10. The Congress of Independent Unions is a labor organization in which employees participate and which exists for the purpose, in whole or in part, of dealing with employers concerning grievances, labor disputes, wages, rates of pay, hours of employment or conditions of work.

11. Since 1972, a majority of defendant’s employees have been members of and have designated the Congress of Independent Unions to be their exclusive collective bargaining agent for purposes of wages, rates of pay, hours of employment and other terms and conditions of employment.

12. Since 1972, defendant and the Congress of Independent Unions have been parties to a collective bargaining agreement covering all the employees employed by Willmon Jefferson Blacktop and Concrete Contractor, Inc., excluding office clerical employees, professional employees, guards and supervisors as defined by the National Labor Relations Act.

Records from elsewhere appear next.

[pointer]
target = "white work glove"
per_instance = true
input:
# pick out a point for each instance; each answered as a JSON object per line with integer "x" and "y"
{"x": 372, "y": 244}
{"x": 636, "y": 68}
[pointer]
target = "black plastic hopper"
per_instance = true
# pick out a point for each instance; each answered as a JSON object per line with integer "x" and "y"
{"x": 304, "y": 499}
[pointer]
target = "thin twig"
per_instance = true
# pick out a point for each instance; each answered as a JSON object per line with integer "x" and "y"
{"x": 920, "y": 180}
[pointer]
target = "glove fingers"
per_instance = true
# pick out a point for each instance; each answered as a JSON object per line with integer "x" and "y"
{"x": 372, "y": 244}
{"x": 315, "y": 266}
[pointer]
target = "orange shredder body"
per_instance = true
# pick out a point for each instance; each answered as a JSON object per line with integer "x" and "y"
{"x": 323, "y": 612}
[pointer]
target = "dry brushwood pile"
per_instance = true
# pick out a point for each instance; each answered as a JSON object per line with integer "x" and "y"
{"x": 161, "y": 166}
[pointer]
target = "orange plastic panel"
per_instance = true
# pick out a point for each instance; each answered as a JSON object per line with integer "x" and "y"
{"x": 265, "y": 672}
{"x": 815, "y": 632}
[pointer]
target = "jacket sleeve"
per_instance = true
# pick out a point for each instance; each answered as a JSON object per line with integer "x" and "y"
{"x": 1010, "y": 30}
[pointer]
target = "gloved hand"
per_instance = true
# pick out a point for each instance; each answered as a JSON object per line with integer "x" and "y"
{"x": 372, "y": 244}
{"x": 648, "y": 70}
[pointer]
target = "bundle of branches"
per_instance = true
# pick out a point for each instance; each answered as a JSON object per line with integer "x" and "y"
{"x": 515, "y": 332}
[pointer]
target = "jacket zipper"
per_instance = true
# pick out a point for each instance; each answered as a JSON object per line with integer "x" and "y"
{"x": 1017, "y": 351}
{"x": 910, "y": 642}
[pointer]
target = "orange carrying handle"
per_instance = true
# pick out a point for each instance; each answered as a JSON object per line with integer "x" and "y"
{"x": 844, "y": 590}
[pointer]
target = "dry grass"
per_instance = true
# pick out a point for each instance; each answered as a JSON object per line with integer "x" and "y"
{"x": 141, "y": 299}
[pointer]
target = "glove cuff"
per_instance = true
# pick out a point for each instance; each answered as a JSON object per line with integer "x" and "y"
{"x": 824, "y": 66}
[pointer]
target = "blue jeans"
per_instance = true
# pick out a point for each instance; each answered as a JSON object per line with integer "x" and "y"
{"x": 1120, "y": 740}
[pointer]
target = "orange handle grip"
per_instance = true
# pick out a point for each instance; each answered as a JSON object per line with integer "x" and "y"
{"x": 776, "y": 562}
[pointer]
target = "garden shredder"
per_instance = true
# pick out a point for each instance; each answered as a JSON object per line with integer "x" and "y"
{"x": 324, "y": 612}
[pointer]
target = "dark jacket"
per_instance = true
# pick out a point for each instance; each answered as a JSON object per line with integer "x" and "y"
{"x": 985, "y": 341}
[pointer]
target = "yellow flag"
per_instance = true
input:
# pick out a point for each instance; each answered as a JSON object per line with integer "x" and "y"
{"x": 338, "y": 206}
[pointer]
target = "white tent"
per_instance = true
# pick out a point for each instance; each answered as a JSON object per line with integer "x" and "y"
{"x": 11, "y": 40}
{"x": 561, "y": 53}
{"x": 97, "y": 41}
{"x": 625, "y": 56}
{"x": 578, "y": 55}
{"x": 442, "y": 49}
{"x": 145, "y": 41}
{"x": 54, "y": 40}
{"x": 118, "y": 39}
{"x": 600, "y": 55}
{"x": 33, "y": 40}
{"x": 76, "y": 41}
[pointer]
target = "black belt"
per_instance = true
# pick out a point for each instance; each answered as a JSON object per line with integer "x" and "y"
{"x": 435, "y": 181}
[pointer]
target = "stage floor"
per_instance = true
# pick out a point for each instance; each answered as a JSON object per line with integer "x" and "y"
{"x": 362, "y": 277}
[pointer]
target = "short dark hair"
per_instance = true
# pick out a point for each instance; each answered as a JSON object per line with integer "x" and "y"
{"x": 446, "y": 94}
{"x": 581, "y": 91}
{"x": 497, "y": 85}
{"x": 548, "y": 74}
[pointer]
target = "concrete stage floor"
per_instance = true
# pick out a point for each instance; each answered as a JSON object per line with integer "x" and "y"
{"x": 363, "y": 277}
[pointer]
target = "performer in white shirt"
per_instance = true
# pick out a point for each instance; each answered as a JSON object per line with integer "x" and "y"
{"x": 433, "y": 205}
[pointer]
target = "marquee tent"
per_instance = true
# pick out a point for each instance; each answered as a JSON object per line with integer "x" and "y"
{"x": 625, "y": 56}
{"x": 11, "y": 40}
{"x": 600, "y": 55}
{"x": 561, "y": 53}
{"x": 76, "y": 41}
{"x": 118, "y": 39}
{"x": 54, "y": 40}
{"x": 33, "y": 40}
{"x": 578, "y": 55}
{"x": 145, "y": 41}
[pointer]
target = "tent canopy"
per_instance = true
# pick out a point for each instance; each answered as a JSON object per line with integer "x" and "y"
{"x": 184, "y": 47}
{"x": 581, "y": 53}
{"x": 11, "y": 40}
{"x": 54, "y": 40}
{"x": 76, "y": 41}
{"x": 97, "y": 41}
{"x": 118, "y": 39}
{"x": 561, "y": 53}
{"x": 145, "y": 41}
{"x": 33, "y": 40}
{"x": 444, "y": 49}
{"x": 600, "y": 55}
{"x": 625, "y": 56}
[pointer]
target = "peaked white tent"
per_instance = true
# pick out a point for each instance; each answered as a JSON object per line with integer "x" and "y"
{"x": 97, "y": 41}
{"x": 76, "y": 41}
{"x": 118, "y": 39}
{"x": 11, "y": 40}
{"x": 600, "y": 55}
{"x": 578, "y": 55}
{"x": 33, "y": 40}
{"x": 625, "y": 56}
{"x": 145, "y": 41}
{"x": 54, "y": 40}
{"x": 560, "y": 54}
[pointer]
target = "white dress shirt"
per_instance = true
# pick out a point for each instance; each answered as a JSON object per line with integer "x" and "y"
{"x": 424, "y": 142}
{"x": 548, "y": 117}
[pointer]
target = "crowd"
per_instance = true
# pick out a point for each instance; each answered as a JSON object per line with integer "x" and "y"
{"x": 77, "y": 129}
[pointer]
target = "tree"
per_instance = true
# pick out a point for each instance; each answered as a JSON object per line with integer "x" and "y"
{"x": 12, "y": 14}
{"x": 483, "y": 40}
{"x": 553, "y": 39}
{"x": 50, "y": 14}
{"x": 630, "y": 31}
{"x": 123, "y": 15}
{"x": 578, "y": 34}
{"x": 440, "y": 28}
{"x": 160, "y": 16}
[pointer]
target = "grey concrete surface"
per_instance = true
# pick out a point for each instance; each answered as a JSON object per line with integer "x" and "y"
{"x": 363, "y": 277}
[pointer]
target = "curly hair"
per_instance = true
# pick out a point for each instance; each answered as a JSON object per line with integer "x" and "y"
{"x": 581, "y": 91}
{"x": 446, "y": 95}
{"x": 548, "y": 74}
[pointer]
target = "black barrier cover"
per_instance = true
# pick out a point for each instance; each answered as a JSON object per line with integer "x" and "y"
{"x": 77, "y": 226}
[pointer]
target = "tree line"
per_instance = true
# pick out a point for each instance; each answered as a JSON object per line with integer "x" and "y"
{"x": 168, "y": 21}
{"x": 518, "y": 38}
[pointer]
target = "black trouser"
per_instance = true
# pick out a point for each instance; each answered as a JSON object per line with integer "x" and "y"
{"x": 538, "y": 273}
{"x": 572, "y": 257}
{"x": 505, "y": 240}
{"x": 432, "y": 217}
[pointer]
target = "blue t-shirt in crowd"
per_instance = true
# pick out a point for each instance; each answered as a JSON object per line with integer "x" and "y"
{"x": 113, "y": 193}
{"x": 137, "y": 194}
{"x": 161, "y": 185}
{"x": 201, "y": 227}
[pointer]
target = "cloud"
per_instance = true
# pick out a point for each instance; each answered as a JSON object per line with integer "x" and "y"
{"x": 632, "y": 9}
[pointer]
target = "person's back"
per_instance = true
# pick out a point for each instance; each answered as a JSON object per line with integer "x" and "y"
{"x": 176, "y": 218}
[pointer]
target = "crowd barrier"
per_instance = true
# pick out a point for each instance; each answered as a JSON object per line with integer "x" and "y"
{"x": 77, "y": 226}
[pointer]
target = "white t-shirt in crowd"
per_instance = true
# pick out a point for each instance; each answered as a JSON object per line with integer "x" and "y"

13. Pursuant to an agreement between defendant and the Congress of Independent Unions, defendant employed one employee who was a member of the Laborers’ Locals 42, 53, 110, and the Eastern Missouri Laborers’ District Council, Laborers’ International Union of North America, AFL-CIO, and made contributions to the Greater Saint Louis Construction Laborers’ Welfare Fund and the Construction Laborers’ Pension Trust of Greater Saint Louis. This employee was Julius Johnson.

CONCLUSIONS OF LAW

1. This court has jurisdiction by virtue of 29 U.S.C. §§ 1132, 1145, and 185(a).

2. The Greater Saint Louis Construction Laborers Welfare Fund is an employee benefit plan within the meaning of 29 U.S.C. §§ 1002(1), (2), (3), (21), 1132 and 1145.

3. The Construction Laborers Pension Trust of Greater Saint Louis is an employee benefit plan within the meaning of 29 U.S.C. §§ 1002(1), (2), (3), (21), 1132, 1145.

4. Willmon Jefferson Blacktop and Concrete Contractor, Inc., is a corporation doing business under the laws of the State of Missouri and is an employer in an industry affecting commerce within the meaning of 29 U.S.C. §§ 1002(5), (11), (12), (14), 1145, and 151 et seq.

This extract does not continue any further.